From R’ Aviner-Does anyone else say this:
“Al Naharot Bavel”
Q: Should one say “Al Naharot Bavel” before the Birkat Ha-Mazon on weekdays?
A: It is proper to do so, but is not obligatory since it is not found in the Gemara, Rambam or Shulchan Aruch, but in the Shelah (Our Rabbi, Ha-Rav Tzvi Yehudah, would not recite “Al Naharot Bavel” but rather “Shir Ha-Ma’alot” at each meal, because of our return to our Land. Iturei Yerushalayim #26. “Al Naharot Bavel”, and when it is to be recited, does appear, however, in Siddur Olat Ha-Re’eiyah (vol. 1, p. 360) – a siddur with Maran Ha-Rav Kook’s commentary which our Rabbi himself arranged and annotated).
~ ~ ~
The U.K. became the first country to authorize genetic modification of human embryos (to be used to research causes of miscarriages). The source of the embryos were from “unneeded” for IVF stocks and will not be implanted. “Watch this space”

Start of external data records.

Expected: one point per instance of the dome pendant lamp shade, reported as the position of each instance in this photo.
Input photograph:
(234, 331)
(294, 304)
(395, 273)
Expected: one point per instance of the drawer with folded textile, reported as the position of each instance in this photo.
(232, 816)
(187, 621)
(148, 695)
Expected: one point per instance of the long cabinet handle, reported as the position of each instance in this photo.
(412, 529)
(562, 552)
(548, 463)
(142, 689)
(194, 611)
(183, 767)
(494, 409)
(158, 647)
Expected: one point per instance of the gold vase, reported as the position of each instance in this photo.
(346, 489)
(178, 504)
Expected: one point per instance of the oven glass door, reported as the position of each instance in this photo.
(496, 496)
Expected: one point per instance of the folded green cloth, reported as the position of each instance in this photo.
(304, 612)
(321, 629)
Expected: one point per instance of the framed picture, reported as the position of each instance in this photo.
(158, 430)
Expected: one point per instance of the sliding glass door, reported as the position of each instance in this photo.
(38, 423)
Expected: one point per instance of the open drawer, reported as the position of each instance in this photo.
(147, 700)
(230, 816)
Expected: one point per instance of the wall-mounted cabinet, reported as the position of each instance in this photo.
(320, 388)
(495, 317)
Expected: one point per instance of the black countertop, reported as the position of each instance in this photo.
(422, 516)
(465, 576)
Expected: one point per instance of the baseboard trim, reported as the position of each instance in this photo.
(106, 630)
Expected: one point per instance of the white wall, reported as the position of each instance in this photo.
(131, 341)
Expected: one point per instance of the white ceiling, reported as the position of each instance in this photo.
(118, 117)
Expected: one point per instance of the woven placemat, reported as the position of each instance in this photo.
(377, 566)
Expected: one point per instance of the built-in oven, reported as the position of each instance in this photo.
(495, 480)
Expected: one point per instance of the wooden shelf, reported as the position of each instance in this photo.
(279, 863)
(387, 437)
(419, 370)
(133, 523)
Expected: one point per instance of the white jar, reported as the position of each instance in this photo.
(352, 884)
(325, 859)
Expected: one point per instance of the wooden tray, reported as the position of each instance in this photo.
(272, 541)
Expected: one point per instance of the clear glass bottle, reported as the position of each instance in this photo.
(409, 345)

  • Rabbi Nosson Rich-Mishna Berura Yomi: Hilchos Birchas Hapeiros 208-5

    Brachot (before and after eating) issues when mixing flour from 5 grains with non-5 grains. Real problem if the resulting foodstuff doesn’t have enough 5 grains to eat a kzayit bchdei achilat pras.

  • Harav Mosheh Lichtenstein and Rav David Stav. Rebbetzon Lauren Levin-Women in Orthodoxy

    R’Moshe Lichtenstein – Measure appropriateness of pace of change by community time, not individual lifespans (amen). Our overarching goal is avodat hashem and remember, it’s an evolutionary process.

    R’David Stav – One man’s evolution is another’s revolution (with examples) and we must respond to “Halacha isn’t moral”. Woman can have knowledge/roles since people ask people who know something regardless of title. We need to maintain tzniut and don’t change synagogue structure.

    R’Lichtenstein – Once you start with “Halacha isn’t moral” issues, it’s a problem.

    Importance of unity but not at any cost and remember copying what men do isn’t necessarily inspirational.

  • Rabbi Aaron Soloveichik-Understanding Reward and Punishment for Mitzvos

    For me, must listening – articulated my pitch much better than I’ve been able to.

    How do we deal with theodicy? Think about community/national/mankind versus individual level reward and punishment. Won’t always see it work for the individual.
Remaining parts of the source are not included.